Freiklettern in der Form, wie Honnold sie betreibt, verzeiht keine Fehler. Wer Honnold deshalb für einen leichtsinnigen Menschen hält oder ihm jedes Risikobewusstsein abspricht, wird nach der Lektüre des Buches eines Besseren belehrt: gerade durch seine akribische Vorbereitung ist sich Honnold jedes seiner Schritte sehr bewusst, geht in der Vorbereitung gerade die schwierigen Stellen theoretisch, aber auch praktisch durch Besteigungen am Seil immer wieder durch, bis sich ihm die Bewegungsabläufe faktisch verinnerlicht haben, er die problematischen, schwierig zu greifenden Stellen schon beim gesicherten Ausprobieren zu lösen versucht hat. Lebensmüde ist Honnold keineswegs, bricht im Zweifel auch Besteigungen ab, wenn sie sich als zu schwierig erweisen oder er merkt, dass sein Körper an Grenzen gerät. Unbestreitbar ist natürlich trotzdem, dass er ein hohes Risiko eingeht und auch erfahrene Kletterer mit hohem Respekt vor ihm selbst diese Risiken nach eigenem Bekunden nicht eingehen würden.

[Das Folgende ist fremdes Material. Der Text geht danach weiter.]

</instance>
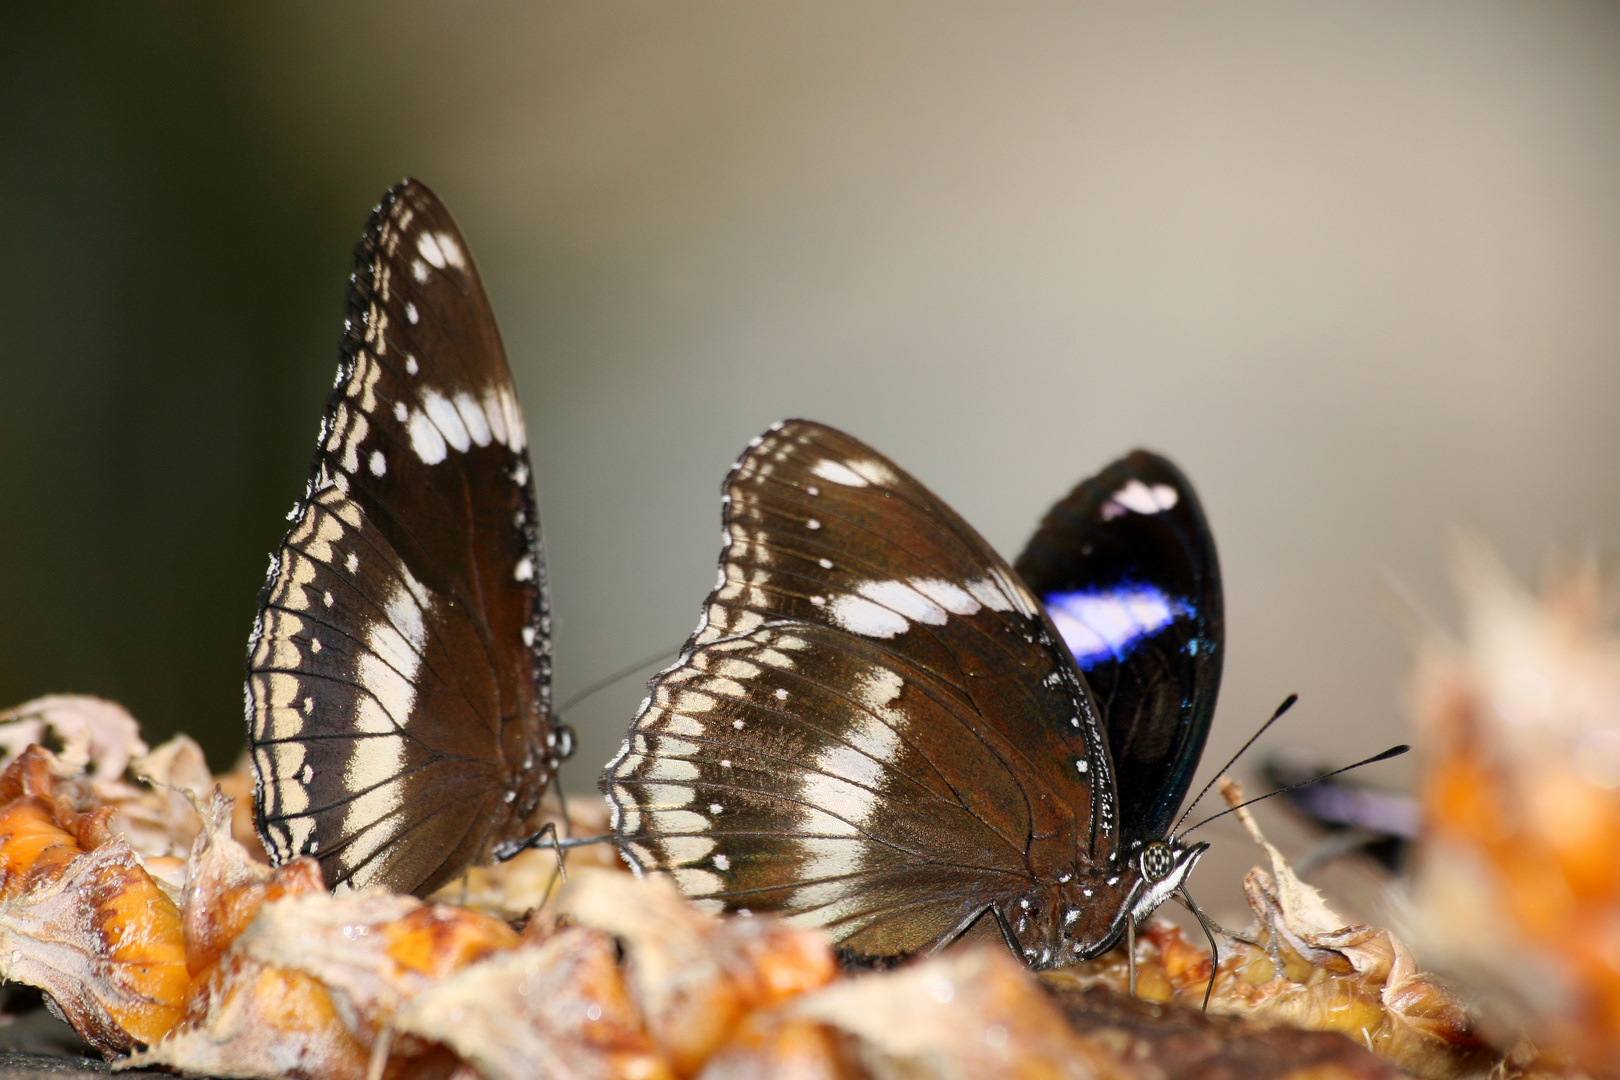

Honnold ist mittlerweile in der Kletterszene gut vernetzt: etliche seiner Kletterfreunde kommen über den Co-Autor oder Honnold selbst zu Wort und vervollständigen so das Bild von ihm: unter ihnen sind Größe wie Conrad Anker oder der sieben Jahre ältere, auf Bigwalls spezialisierte Tommy Caldwell. Thematisiert werden auch Todesfälle in der Kletterszene, darunter auch jene von Kletterern, die Honnold nahestanden oder ihn besonders beeinflusst und motiviert haben. Bemerkenswert auch, wie Honnold lebt: bis vor kurzem hauste er in einem zum Camper umgebauten Transporter und vermag weiterhin einer mit der Anhäufung von Besitz einhergehenden Lebensweise nicht viel abzugewinnen. Der Atheist und Vegetarier Honnold, der sich der gegenwärtigen gesellschaftlichen und umweltpolitischen Probleme sehr bewusst ist, nutzt seine Erfolge als Extremsportler mittlerweile auch, um sich für eine bessere Welt einzusetzen – etwa über die von ihm gegründete Stiftung.
Fazit: ein äußerst lesenswertes Buch für all jene, die mit stockendem Atem im Kino „Free Solo“ gesehen haben und mehr erfahren wollen über diesen bemerkenswerten Menschen.